Le Scot devait prévoir, à l’instar de la règle édictée par le plan local d’urbanisme de Paris, que 30 % de la superficie doivent être laissés en pleine-terre pour toutes nouvelles constructions. Un certain nombre de maires considère qu’il vaut mieux bétonner au maximum, alors que l’on sait qu’il s’agit là d’un enjeu à la fois pour prévenir les îlots de chaleur, les inondations, tout en favorisant la biodiversité. Les élus réfractaires à cette mesure souhaitent voir réduit de seuil de pleine-terre à 10 %. Soit presque rien.
Que vaut à ces élus de s’opposer à ces 30 % de pleine-terre ?
La pression des lobbys des promoteurs et des constructeurs, à laquelle certains ont parfois du mal à résister.
Il y a d’autres points de blocage ?
Un autre concerne la finesse des cartes associées au Scot. Celles-ci sont au 1/150 000° comme celles du schéma directeur de la région Ile-de-France (Sdrif). Certains estimaient qu’il s’agissait d’une échelle trop grande, et donc sujette à interprétations. Ces derniers préconisent que l’on passe à une échelle de 1/50 000°. Cela peut s’entendre, même il s’agissait d’être en conformité avec le Sdrif. Sauf que sans les cartes, le Scot est inapplicable. Ce sont des cartes, en effet, qui vont par exemple définir les zones pour lesquelles il doit y avoir un rééquilibrage entre l’emploi et le logement ou le tracé des trames vertes et bleues.
Ceux qui s’opposent à ces cartes sont d’ailleurs généralement les mêmes que ceux qui s’opposent à la pleine-terre, et, de façon plus générale, à l’existence de la métropole.
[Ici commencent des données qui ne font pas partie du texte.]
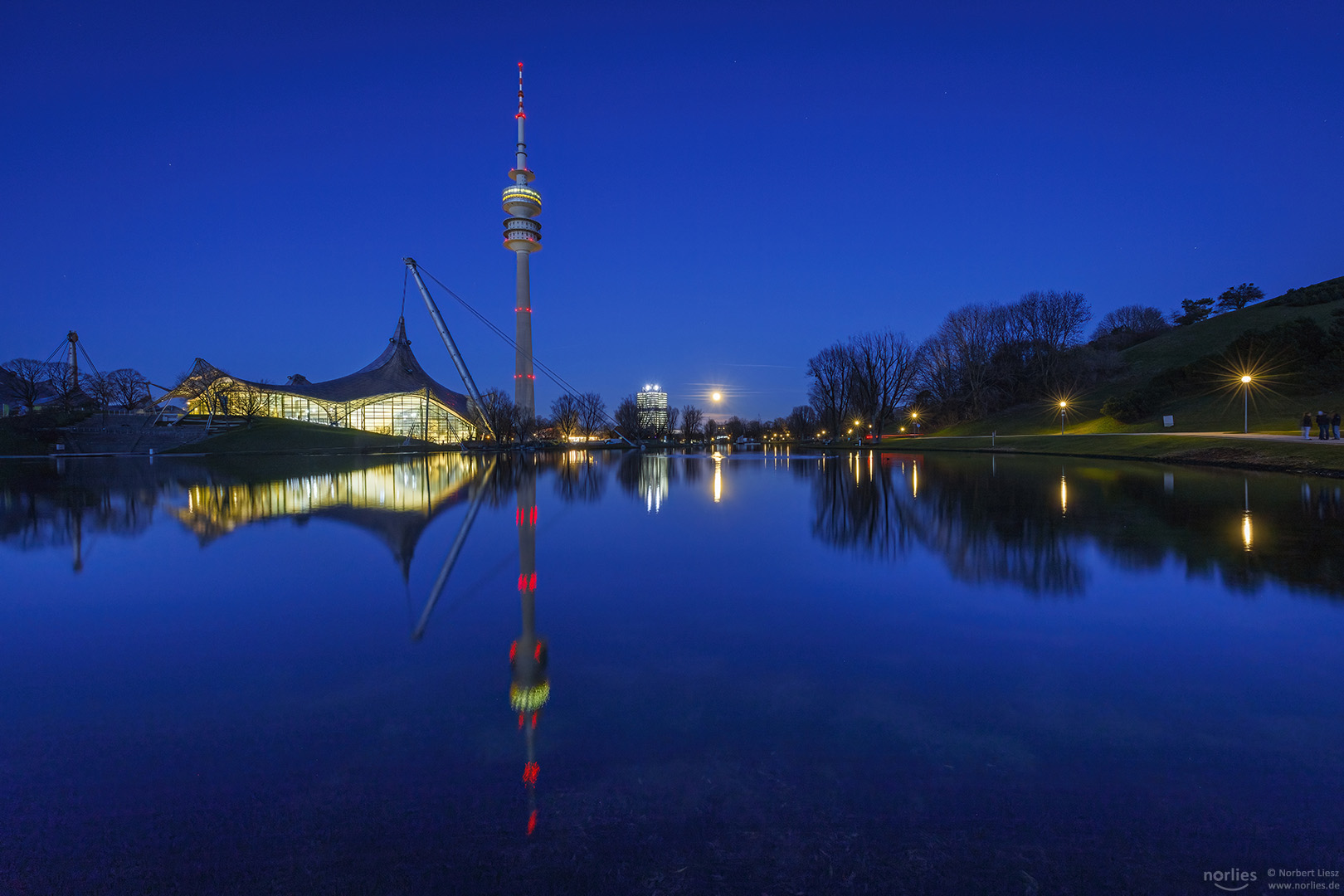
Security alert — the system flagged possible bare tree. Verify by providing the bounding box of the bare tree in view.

Ivan Itzkovitch, animateur du comité de pilotage du Scot, s’est vu tout de même réaffirmer la mission de sortir quelque chose au plus vite.
La localisation et le nombre des logements sociaux à construire ne constituent pas un point de blocage ?
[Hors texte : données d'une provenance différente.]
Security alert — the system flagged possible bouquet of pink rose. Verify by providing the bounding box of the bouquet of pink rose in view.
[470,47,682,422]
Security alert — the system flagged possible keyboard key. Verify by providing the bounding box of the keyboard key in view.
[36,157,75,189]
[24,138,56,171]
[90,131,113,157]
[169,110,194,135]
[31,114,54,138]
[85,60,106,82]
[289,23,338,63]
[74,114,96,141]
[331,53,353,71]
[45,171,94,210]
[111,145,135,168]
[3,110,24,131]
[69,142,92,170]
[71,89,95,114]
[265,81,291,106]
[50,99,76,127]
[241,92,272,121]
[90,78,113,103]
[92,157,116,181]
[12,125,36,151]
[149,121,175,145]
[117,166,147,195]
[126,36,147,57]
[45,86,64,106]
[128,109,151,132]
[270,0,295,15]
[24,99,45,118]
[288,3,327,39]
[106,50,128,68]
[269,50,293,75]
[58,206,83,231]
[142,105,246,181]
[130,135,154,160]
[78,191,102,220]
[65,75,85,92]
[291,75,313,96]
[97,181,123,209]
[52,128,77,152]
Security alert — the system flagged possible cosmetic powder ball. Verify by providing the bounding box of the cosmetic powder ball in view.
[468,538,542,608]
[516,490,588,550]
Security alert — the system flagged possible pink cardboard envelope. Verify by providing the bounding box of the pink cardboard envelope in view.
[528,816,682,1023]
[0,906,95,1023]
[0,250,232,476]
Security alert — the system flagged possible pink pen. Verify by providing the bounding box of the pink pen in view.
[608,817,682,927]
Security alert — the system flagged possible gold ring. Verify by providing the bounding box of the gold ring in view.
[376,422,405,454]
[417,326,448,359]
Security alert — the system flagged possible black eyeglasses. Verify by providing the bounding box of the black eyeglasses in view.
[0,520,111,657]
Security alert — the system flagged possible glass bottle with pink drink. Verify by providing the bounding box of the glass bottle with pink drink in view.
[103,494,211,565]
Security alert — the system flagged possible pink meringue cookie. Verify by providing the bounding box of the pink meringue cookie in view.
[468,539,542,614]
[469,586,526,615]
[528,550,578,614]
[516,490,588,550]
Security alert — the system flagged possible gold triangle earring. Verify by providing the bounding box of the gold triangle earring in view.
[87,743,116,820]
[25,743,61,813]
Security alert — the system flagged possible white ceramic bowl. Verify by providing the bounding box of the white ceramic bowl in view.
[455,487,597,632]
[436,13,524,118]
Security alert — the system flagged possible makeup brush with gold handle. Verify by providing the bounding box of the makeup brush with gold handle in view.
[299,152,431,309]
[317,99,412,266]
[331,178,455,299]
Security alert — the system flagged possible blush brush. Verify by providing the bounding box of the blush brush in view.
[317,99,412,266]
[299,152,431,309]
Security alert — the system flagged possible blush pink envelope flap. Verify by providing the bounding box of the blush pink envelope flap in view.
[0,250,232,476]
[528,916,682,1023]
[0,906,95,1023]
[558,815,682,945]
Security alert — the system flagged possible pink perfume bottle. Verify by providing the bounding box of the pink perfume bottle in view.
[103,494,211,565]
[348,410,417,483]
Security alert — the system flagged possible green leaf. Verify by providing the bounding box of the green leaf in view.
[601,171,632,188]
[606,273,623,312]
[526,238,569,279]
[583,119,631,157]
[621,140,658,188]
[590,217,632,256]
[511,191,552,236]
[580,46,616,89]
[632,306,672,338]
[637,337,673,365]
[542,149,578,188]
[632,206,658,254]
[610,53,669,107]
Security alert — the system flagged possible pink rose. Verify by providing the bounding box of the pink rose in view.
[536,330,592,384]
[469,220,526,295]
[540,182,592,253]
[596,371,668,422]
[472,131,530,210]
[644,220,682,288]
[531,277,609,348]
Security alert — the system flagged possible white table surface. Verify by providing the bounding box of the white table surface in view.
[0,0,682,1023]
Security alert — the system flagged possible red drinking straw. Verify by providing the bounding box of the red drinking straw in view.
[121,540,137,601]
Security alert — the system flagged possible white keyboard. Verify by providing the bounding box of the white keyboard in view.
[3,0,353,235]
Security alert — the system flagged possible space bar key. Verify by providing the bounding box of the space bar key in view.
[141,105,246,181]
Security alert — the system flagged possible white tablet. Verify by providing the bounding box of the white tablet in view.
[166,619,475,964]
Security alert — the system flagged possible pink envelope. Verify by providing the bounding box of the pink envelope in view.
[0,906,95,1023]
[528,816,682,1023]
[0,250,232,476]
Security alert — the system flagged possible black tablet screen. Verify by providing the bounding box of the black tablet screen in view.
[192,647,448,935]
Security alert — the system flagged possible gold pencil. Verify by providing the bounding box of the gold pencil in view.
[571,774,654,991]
Non, car ces questions relèvent du plan de l’habitat et de l’hébergement métropolitain (PMHH) bloqué lui aussi depuis des mois, notamment par l’État, qui estime qu’il ne prescrit pas un nombre suffisant de construction de logements, tous types confondus. L’État a donc fait savoir qu’il émettrait un avis négatif sur ce PMHH, tandis qu’une convergence s’est établie entre ceux qui estiment qu’il va trop loin et ceux qui jugent qu’il ne va pas assez loin. Le Scot comprenait d’ailleurs la reprise de certains éléments du PMHH, allant là aussi dans le bon sens. Concernant le Scot, le risque est bel et bien que ce report soit interprété comme le signe de l’incapacité de la métropole à publier des documents stratégiques. Et qu’il faut donc la supprimer.
Vous figurez parmi ceux qui estiment que le périmètre de la zone dense s’impose naturellement ?
On a vécu, pendant des années, avec des communes, des Départements et une Région et tout le monde a constaté et affirmé que cela ne fonctionnait pas, qu’il manquait un élément. Mais ceux qui estimaient qu’il manquait un élément jugent aujourd’hui qu’il faut le supprimer. Un peu de cohérence ! Particulièrement sur les questions environnementales, on voit bien à quel point le périmètre métropolitain est pertinent. La question des déchets n’aurait pas grand sens à être traitée sur un périmètre régional. Les zones rurales de 3° couronne n’ont rien à voir, en matière de gestion des déchets, avec les zones urbaines denses. Idem en matière de pollution. Nous ne sommes pas confrontés aux mêmes types de pollution aux confins de la Beauce et de la Seine-et-Marne et dans le cœur de l’agglomération.
Les îlots de chaleur n’existent pas dans les 80 % de la Région, qui sont des zones rurales. La question des déplacements, de même que les infrastructures lourdes, se pose d’abord au sein de la zone urbaine dense. On ne va pas construire des tramways et des lignes de métro pour desservir des villages de 200 habitants. Cela n’aurait aucun sens. On a donc besoin du niveau métropolitain pour un certain nombre de politiques.